The Forestry Commission is to roll out a climate-friendly programme to reduce emissions in cocoa-growing areas in the country.
The $5 million project is being implemented in partnership with a snacks and chocolate company, Mondelez International. It will focus on mapping land use, including cocoa farms, implementation of climate-smart cocoa practices to increase yields and sustainability, as well as improve access to finance to foster good practices by farmers and communities.
Mondelez International is contributing $5 million over five years to the Ghana Cocoa-Forest REDD+ Programme (GCFRP) to significantly reduce the high rate of deforestation and forest degradation, as well as its associated greenhouse carbon emissions from cocoa farming within Ghana’s high forest zone.
During a courtesy call on the Chief Executive Officer (CEO) of the Forestry Commission yesterday, the International Director of Mondelez, Ms Cathy Pieters, said the company was the world’s biggest chocolate maker, “so understanding the value chain and knowing the people who grow the cocoa for us to be in business is critical for us. We have always been investing in cocoa sustainability”.
“It is a holistic programme so we look at all the different challenges in an integrated way. It also means that cocoa-growing communities are protected and equipped to combat climate change,” she added.
On January 17, 2018, the Forestry Commission, Mondelez, the United Nations Development Programme (UNDP) and the Ghana Cocoa Board (COCOBOD) signed a memorandum of understanding (MoU) to reduce emissions in Ghana’s cocoa supply chain across Ghana.
In that regard, the CEO of the Forestry Commission, Mr Kwadwo Owusu-Afriyie, said the signing of the MoU showed a commitment to reduce emissions across cocoa value chain in the country.
“To ensure sustainable cocoa production, the commission is also encouraging young people in cocoa-growing communities not to abandon cocoa farms even after acquiring classroom education.

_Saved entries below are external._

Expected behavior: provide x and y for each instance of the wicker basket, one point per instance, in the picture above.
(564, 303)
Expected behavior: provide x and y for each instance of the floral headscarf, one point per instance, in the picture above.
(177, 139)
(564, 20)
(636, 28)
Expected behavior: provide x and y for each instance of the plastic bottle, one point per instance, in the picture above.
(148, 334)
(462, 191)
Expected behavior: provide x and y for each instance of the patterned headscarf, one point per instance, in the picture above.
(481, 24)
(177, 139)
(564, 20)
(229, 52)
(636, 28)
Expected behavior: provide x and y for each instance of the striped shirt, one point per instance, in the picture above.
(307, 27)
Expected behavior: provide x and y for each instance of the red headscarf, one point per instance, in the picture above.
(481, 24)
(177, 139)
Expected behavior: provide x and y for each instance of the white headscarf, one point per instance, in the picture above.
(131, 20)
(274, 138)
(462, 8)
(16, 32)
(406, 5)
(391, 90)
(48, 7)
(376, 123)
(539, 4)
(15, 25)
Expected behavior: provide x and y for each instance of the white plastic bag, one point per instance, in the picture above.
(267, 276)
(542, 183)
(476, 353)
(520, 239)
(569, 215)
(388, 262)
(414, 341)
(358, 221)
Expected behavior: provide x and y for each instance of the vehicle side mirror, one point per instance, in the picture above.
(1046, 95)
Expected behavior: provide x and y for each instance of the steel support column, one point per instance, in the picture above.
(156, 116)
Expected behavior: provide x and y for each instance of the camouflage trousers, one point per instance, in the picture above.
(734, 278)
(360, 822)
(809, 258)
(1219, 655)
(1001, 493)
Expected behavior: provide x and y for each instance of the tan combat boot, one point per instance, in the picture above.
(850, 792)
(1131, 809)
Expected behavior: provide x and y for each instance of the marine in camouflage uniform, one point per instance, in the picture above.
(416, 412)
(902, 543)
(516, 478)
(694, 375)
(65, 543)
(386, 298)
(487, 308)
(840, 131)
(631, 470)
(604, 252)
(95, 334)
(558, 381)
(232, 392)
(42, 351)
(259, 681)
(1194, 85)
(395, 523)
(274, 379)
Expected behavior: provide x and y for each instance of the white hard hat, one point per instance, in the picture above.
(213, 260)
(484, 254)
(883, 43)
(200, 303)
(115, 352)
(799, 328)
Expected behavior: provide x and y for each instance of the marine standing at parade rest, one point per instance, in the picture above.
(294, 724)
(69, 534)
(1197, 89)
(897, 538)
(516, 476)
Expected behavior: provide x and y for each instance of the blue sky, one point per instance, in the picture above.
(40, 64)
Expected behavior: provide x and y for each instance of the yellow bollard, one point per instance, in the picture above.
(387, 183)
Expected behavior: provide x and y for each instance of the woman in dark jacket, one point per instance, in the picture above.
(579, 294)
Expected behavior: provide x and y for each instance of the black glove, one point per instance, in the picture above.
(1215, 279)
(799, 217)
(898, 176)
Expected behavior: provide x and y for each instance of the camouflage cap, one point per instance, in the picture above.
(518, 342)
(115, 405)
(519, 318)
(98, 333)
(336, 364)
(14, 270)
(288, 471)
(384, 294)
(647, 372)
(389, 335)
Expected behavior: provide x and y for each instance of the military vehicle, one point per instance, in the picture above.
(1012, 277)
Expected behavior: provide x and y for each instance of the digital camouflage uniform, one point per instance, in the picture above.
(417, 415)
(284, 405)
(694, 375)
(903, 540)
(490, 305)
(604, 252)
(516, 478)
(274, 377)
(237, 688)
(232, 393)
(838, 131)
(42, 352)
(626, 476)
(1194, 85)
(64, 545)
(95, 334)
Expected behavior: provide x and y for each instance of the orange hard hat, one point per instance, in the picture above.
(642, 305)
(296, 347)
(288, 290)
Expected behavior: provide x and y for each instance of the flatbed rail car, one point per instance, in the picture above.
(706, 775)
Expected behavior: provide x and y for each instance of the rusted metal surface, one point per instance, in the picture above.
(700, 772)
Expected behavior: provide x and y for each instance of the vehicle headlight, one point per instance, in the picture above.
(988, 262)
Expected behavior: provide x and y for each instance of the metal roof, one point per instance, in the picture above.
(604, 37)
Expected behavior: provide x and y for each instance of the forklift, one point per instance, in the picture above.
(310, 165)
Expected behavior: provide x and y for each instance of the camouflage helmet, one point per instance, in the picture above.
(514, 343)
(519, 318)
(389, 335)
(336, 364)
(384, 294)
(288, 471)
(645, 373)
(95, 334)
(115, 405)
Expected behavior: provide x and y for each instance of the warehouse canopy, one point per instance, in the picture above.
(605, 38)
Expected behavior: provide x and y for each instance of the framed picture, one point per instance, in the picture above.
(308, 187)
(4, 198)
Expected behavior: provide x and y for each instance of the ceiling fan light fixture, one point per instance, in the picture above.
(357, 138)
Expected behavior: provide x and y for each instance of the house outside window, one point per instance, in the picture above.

We have an ageing population that is dying out and if the youth do not take interest in farming, Ghana is doomed,” he stated.
According to the Forestry Commission, Ghana’s cocoa forest landscape had one of the highest deforestation rates in Africa at 3.2 per cent per annum. More than a quarter (27 per cent) of agriculture conversion results from cocoa expansion, making it the single most important commodity driver of deforestation in the area.
In Ghana, the main drivers of emissions include mining, logging, agriculture, wildfire, firewood/charcoal and settlements.
The GCFRP is the first REDD+ initiative in the world to focus on an ecological landscape that is defined by the production of a globally important agricultural commodity—cocoa—which is responsible for significant emissions in the landscape.